Imminenti le motivazioni della sentenza con la quale il senatore a vita Giulio Andreotti, lo scorso 15 giugno 2007, è stato condannato a 2 mila euro di multa (pena interamente condonata per effetto dell'indulto) dal Tribunale di Perugia per avere diffamato il magistrato Mario Almerighi, al quale è stata assegnata una provvisionale come risarcimento del danno di 20 mila euro.

La vicenda trae origine dalla deposizione che, nel giugno del 1997, Almerighi, attualmente Presidente del Tribunale di Civitavecchia, rese davanti alla Procura e al Tribunale di Palermo in occasione del processo per mafia ad Andreotti.

In particolare, Almerighi riferì relativamente ad un colloquio telefonico intercorso tra il senatore ed il ministro della Giustizia dell’epoca, durante il quale il primo avrebbe invitato l’altro a non far nulla contro il magistrato Corrado Carnevale, nei cui confronti era stato presentato un esposto al Consiglio superiore della magistratura.

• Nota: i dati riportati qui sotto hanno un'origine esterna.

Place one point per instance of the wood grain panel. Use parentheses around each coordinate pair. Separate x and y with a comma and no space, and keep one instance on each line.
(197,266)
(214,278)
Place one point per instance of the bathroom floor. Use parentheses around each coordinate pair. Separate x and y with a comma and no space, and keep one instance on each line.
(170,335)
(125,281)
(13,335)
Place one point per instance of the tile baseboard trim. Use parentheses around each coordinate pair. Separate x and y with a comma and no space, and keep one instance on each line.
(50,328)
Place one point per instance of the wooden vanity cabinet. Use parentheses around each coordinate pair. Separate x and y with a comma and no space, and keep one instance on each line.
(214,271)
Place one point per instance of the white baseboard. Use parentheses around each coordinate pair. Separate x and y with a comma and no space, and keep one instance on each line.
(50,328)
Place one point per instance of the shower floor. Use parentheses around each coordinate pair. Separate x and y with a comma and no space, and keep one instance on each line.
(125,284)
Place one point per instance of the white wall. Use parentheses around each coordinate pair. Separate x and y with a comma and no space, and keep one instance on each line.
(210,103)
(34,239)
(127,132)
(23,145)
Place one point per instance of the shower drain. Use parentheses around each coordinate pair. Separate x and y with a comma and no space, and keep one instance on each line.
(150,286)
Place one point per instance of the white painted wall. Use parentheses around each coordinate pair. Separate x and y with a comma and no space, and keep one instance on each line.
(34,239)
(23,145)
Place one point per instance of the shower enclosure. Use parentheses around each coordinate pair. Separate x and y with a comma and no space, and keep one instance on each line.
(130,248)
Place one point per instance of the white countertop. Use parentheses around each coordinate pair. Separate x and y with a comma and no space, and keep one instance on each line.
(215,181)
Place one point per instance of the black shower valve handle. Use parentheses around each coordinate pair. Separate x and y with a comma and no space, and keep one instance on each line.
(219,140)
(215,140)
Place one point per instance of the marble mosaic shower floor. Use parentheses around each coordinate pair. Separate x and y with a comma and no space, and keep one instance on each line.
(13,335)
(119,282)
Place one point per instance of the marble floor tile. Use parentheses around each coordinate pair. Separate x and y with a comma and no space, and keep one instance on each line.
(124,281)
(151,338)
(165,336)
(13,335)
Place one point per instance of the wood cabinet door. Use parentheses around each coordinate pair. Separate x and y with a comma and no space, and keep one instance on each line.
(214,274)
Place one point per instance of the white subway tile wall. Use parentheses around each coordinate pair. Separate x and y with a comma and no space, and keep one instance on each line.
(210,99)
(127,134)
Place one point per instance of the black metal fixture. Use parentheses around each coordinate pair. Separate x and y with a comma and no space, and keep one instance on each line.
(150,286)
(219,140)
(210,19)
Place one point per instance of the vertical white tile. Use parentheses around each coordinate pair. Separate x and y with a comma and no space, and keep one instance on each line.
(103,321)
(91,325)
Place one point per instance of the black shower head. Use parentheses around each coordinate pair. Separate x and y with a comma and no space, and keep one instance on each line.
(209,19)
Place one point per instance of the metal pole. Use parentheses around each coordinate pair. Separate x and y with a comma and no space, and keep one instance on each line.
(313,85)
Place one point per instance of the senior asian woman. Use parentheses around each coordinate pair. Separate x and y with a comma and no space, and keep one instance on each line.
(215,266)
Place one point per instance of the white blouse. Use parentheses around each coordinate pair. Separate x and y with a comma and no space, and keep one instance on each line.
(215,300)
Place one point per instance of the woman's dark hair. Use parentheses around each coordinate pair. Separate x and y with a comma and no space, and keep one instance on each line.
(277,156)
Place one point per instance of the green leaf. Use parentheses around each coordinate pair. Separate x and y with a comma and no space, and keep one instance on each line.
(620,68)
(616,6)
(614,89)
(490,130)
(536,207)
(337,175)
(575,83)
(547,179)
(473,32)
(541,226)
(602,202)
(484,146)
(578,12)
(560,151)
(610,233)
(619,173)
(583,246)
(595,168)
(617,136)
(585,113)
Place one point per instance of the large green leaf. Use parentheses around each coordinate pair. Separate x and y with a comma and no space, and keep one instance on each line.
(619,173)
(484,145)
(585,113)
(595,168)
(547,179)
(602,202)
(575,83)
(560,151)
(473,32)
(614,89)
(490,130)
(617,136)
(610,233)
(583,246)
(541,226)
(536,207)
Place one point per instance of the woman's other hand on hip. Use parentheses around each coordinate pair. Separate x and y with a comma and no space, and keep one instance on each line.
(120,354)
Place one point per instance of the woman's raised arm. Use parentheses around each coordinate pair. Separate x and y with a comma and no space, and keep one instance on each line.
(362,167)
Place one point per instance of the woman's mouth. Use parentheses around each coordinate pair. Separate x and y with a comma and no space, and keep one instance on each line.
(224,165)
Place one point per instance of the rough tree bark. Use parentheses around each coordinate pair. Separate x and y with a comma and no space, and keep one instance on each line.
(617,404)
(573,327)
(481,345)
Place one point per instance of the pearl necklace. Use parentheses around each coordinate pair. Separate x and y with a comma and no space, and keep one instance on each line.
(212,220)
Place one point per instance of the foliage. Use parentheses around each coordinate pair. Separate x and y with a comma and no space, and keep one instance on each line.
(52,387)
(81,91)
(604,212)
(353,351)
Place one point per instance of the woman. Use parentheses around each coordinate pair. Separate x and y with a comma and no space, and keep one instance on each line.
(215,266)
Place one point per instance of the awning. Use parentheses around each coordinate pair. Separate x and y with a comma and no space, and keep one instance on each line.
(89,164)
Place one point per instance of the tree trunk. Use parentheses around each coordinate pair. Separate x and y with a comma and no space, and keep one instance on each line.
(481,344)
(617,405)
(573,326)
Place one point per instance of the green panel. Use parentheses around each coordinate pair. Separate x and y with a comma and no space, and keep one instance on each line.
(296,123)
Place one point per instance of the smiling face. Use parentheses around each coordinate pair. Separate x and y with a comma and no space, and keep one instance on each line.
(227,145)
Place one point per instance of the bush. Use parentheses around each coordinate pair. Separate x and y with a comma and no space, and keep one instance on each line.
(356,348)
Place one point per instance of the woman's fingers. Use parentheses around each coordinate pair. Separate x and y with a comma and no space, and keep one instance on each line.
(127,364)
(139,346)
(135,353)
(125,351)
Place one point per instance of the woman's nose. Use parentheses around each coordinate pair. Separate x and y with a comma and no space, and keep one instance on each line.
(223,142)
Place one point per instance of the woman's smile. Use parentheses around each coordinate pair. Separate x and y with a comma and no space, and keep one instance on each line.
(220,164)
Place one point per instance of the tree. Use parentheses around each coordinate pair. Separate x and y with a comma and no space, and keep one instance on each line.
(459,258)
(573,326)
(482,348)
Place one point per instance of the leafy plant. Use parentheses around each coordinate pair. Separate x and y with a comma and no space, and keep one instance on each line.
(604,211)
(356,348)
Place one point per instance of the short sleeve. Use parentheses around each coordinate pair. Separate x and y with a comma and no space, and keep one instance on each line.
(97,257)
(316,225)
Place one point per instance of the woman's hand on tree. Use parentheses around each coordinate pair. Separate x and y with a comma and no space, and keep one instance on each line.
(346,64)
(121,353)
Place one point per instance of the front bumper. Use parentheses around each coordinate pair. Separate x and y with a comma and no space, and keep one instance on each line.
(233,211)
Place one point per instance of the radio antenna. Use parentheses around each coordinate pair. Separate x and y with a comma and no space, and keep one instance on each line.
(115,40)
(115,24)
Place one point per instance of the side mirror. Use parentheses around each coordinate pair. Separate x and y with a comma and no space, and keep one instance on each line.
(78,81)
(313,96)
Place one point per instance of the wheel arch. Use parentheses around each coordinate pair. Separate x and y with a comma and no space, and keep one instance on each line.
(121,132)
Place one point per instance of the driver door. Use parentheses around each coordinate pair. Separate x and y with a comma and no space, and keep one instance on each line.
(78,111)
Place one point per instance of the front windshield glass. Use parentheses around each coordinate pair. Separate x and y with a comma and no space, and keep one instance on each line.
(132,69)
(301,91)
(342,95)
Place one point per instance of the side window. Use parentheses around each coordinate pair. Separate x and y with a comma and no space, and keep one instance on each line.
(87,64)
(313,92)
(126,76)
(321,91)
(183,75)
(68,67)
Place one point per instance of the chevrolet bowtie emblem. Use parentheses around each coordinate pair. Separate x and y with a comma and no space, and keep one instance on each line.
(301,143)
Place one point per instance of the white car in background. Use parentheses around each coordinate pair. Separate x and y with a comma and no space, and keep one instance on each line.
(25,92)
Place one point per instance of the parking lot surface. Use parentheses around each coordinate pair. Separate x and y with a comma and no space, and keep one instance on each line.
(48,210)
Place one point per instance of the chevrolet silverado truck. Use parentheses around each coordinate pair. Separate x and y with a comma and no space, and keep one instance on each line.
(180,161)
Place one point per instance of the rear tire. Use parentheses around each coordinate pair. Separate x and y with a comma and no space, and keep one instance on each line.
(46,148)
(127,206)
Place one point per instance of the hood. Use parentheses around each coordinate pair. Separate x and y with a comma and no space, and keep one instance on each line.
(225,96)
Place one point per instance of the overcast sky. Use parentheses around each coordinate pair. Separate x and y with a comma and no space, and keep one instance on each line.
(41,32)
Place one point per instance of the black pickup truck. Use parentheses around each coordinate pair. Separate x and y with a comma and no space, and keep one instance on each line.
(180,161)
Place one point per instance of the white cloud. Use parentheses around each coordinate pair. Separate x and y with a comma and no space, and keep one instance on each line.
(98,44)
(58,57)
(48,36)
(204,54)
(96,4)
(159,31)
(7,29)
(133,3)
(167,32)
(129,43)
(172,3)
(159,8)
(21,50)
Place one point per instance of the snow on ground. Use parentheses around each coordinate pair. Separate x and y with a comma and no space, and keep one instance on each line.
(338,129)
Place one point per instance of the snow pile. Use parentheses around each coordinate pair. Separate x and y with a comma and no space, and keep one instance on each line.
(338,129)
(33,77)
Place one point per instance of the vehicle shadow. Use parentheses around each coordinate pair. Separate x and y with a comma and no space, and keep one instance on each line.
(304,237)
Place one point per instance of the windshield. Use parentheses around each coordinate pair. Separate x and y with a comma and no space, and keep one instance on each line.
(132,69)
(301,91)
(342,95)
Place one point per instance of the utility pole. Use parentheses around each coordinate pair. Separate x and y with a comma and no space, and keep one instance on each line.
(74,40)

Nell'ottobre del 1999, il senatore a vita criticò, in tv e sui giornali, la deposizione del magistrato, dichiarando quanto segue: «Almerighi ha detto infamie, si tratta di un falso testimone"; "Almerighi è pazzo, dica quello che vuole, mi procura solo divertimento"; "magari mi fa un'azione penale: mi farebbe guadagnare forse qualche cosa in sede civile, potrei guadagnare qualcosa in sede civile e ciò non guasterebbe».

Andreotti, inoltre, aggiunse che era molto grave che a rendere dichiarazioni false fosse un magistrato e che della vicenda doveva essere investito anche il Csm.

Almerighi, ritenendo quelle dichiarazioni gravemente lesive del suo onore e della sua immagine, presentò querela nei confronti del senatore.

Di qui il relativo procedimento penale del quale si è occupata la procura di Perugia, per il coinvolgimento come parte offesa di un magistrato in servizio a Roma.

Della vicenda si è occupata anche la Corte Costituzionale, a seguito del conflitto di attribuzione sollevato dal G.U.P. del Tribunale di Perugia, la quale ha avuto modo di rimarcare come le dichiarazioni del senatore Andreotti, oltre a contenere «valutazioni prettamente soggettive»" che comportano l’attribuzione di un reato ben preciso, ossia quello di falsa testimonianza («Almerighi ha detto infamie», «si tratta di un falso testimone» etc.), si risolverebbero anche nell’emissione di un giudizio di colpevolezza, che certamente spetta all’Autorità giudiziaria («la verità è emersa in modo molto netto e questo scredita la testimonianza di Almerighi»), nonché evidenziare che la prerogativa di cui all’art. 68, primo comma, Cost. come non si estende fino a coprire gli insulti, non può neppure riguardare dichiarazioni che, risolvendosi nell’attribuzione di illeciti penali, non possono certamente essere espressione della funzione parlamentare.

La Corte Costituzionale ha anche osservato come le dichiarazioni, tra l’altro, oltre a caratterizzarsi per la pesantezza di alcune espressioni («Almerighi è pazzo, dica quello che vuole. Mi procura solo divertimento»), farebbero anche emergere un interesse del tutto personale (e patrimoniale) del senatore Andreotti verso la vicenda, interesse sicuramente estraneo alla funzione parlamentare («magari mi fa un’azione penale: mi farebbe guadagnare forse qualche cosa in sede civile», «potrei guadagnare qualcosa in sede civile e ciò non guasterebbe»).

I legali di Andreotti - gli avvocati Franco Coppi, Giulia Bongiorno e Chiara Lazzari - hanno, invece, sostenuto che quella del loro assistito fu una "critica assolutamente legittima" e preannunciato l'appello, ritenendo ingiusta la sentenza di primo grado, anche alla luce della sentenza della Corte di Appello di Palermo, che aveva ritenuto inattendibile il teste Almerighi.